Laparoscopic Cholecystectomy:

The use of a laparoscope to remove the gallbladder. It is minimally invasive as it is performed through several small incisions rather than one large incision. After the initial incisions, the abdominal cavity is inflated with carbon dioxide. A camera is used to send a magnified image from inside the body to a video monitor to give the surgeon a close up view of the gallbladder and surrounding organs. With an uncomplicated procedure most people can expect to be discharged from the hospital the day after. Complications of this procedure include but are not limited to bleeding, infection, and injury to the common bile duct. Major blood vessels may be damaged or transacted when the instruments are inserted into the abdominal cavity. The procedure normally takes around 30-60 minutes.

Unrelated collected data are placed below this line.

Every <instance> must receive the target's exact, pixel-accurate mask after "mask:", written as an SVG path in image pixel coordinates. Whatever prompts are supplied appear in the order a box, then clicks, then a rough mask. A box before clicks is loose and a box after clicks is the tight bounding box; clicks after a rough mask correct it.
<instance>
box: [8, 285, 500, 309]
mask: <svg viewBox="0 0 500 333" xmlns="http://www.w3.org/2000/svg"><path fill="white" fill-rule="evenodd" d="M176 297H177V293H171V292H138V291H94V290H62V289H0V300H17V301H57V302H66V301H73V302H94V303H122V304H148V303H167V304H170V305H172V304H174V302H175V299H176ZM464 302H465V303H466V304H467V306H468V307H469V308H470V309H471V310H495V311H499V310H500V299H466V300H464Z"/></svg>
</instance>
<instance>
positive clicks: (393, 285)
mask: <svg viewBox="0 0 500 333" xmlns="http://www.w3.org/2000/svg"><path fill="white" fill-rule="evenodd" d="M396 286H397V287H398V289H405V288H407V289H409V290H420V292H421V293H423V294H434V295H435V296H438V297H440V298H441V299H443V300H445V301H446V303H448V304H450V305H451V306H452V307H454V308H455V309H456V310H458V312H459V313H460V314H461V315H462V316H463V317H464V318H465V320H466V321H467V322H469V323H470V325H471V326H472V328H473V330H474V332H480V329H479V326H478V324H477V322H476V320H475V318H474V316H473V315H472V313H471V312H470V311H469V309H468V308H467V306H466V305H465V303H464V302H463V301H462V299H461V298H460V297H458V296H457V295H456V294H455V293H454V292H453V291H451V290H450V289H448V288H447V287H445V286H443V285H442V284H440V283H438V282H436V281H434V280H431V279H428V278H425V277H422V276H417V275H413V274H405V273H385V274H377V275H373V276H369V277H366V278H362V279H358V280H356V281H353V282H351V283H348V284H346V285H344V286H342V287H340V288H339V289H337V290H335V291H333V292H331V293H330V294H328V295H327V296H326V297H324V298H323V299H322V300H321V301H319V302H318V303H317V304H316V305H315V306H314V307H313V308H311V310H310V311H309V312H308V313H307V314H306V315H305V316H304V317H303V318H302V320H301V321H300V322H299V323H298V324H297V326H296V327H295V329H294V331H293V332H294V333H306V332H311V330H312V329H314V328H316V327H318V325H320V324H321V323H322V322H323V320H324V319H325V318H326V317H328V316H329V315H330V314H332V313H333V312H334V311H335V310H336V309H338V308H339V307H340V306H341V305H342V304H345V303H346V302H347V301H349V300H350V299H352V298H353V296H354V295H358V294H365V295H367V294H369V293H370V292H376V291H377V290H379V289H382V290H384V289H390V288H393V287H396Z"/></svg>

For more information: http://www.medicinenet.com/cholecystectomy/article.htm 

Type I Diabetes

Type 1 diabetes is a disease in which the pancreas does not produce insulin. Glucose builds up in the blood instead of being used for energy. The cause of type 1 diabetes remains unknown. However, it is not preventable, and it is not caused by eating too much sugar. The body’s defense system may attack insulin-making cells by mistake, but we don’t know why. People are usually diagnosed with type 1 diabetes before the age of 30, most often during childhood or their teens.